Del via


Specifying the infrastructure

patterns & practices Developer Center

From: Developing big data solutions on Microsoft Azure HDInsight

Considerations for planning an infrastructure for Hadoop-based big data analysis include deciding whether to use an on-premises or a cloud-based implementation, if a managed service is a better choice than deploying the chosen framework yourself, and the type of data store and cluster configuration that you require. This guide concentrates on HDInsight. However, many of the considerations for choosing an infrastructure option are typically relevant to other solutions and platforms.

The topics discussed here are:

  • Service type and location
  • Data storage
  • Cluster size and storage configuration
  • SLAs and business requirements

Service type and location

Hadoop-based big data solutions are available as both cloud-hosted managed services and as self-installed solutions. If you decide to use a self-installed solution, you can choose whether to deploy this locally in your own datacenter, or in a virtual machine in the cloud. For example, HDInsight is available as an Azure service, but you can install the Hortonworks Hadoop distribution called the Hortonworks Data Platform (HDP) as an on-premises or a cloud-hosted solution on Windows Server. Figure 1 shows the key options for Hadoop-based big data solutions on the Microsoft platform.
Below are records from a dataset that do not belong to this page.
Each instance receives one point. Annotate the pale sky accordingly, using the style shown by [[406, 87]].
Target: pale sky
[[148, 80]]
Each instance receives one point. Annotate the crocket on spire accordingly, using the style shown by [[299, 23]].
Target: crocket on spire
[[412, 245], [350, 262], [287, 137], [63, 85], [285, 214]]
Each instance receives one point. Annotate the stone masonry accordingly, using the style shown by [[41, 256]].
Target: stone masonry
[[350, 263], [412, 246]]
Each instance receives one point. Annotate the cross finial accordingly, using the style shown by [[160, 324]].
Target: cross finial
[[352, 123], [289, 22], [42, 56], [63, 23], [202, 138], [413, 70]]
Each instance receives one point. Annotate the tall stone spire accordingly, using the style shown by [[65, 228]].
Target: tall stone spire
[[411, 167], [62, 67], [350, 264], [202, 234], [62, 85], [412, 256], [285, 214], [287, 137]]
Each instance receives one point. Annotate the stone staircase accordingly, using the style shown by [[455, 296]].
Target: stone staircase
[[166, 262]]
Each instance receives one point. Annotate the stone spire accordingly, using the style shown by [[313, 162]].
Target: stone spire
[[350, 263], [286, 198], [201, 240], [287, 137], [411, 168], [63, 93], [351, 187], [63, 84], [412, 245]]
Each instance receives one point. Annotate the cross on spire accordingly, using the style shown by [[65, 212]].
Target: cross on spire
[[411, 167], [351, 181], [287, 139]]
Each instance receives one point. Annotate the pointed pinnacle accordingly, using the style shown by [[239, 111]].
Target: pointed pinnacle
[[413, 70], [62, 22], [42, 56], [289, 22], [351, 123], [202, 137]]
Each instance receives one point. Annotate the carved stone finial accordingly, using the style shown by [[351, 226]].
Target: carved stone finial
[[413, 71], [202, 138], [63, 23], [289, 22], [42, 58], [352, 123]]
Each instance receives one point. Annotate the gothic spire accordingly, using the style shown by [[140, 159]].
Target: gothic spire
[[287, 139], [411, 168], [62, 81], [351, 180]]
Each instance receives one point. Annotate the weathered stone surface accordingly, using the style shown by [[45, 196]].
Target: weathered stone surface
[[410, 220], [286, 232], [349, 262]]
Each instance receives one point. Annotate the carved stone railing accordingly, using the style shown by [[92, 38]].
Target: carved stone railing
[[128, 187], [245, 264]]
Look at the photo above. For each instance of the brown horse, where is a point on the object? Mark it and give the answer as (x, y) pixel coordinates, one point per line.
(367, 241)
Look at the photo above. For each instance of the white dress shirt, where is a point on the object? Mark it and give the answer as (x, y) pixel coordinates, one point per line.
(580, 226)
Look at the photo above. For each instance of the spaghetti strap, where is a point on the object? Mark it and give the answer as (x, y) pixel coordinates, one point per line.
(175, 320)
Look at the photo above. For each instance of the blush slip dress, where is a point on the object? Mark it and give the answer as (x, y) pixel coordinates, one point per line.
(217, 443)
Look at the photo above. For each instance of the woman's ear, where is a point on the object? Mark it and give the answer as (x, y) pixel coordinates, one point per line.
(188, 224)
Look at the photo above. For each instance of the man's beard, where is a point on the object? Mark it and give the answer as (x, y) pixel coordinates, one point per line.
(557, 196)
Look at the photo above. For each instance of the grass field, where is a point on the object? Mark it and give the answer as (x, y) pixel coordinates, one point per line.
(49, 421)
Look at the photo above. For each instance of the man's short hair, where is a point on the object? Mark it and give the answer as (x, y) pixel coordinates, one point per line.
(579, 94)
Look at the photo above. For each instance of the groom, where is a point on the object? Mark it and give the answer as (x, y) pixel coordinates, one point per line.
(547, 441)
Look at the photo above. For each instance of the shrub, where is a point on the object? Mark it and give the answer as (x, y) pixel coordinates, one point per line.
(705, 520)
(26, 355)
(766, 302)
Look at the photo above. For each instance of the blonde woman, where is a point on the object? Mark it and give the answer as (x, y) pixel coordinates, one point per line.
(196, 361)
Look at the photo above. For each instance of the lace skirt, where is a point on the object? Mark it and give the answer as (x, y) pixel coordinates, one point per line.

Figure 1 - Location options for a Hadoop-based big data solution deployment

Figure 1 - Location options for a Hadoop-based big data solution deployment

Note

You can install big data frameworks such as Hadoop on other operating systems, such as Linux, or you can subscribe to Hadoop-based services that are hosted on these types of operating systems.

Consider the following guidelines when choosing between these options:

  • A managed service such as HDInsight running on Azure is a good choice over a self-installed framework when:
    • You want a solution that is easy to initialize and configure, and where you do not need to install any software yourself.
    • You want to get started quickly by avoiding the time it takes to set up the servers and deploy the framework components to each one.
    • You want to be able to quickly and easily decommission a cluster and then initialize it again without paying for the intermediate time when you don’t need to use it.
  • A cloud-hosted mechanism such as Hortonworks Data Platform running on a virtual machine in Azure is a good choice when:
    • The majority of the data is stored in or obtained through the cloud.
    • You require the solution to be running for only a specific period of time.
    • You require the solution to be available for ongoing analysis, but the workload will vary—sometimes requiring a cluster with many nodes and sometimes not requiring any service at all.
    • You want to avoid the cost in terms of capital expenditure, skills development, and the time it takes to provision, configure, and manage an on-premises solution.
  • An on-premises solution such as Hortonworks Data Platform on Windows Server is a good choice when:
    • The majority of the data is stored or generated within your on-premises network.
    • You require ongoing services with a predictable and constant level of scalability.
    • You have the necessary technical capability and budget to provision, configure, and manage your own cluster.
    • The data you plan to analyze must remain on your own servers for compliance or confidentiality reasons.
  • A pre-configured hardware appliance that supports big data connectivity, such as Microsoft Analytics Platform System with PolyBase, is a good choice when:
    • You want a solution that provides predictable scalability, easy implementation, technical support, and that can be deployed on-premises without requiring deep knowledge of big data systems in order to set it up.
    • You want existing database administrators and developers to be able to seamlessly work with big data without needing to learn new languages and techniques.
    • You want to be able to grow into affordable data storage space, and provide opportunities for bursting by expanding into the cloud when required, while still maintaining corporate services on a traditional relational system.

Note

Choosing a big data platform that is hosted in the cloud allows you to change the number of servers in the cluster (effectively scaling out or scaling in your solution) without incurring the cost of new hardware or having existing hardware underused.

Data storage

When you create an HDInsight cluster, you have the option to create one of two types:

  • Hadoop cluster. This type of cluster combines an HDFS-compatible storage mechanism with the Hadoop core engine and a range of additional tools and utilities. It is designed for performing the usual Hadoop operations such as executing queries and transformations on data. This is the type of cluster that you will see in use throughout this guide.
  • HBase cluster. This type of cluster, which was in preview at the time this guide was written, contains a fully configured installation of the HBase database system. It is designed for use as either a standalone cloud-hosted NoSQL database or, more typically, for use in conjunction with a Hadoop cluster.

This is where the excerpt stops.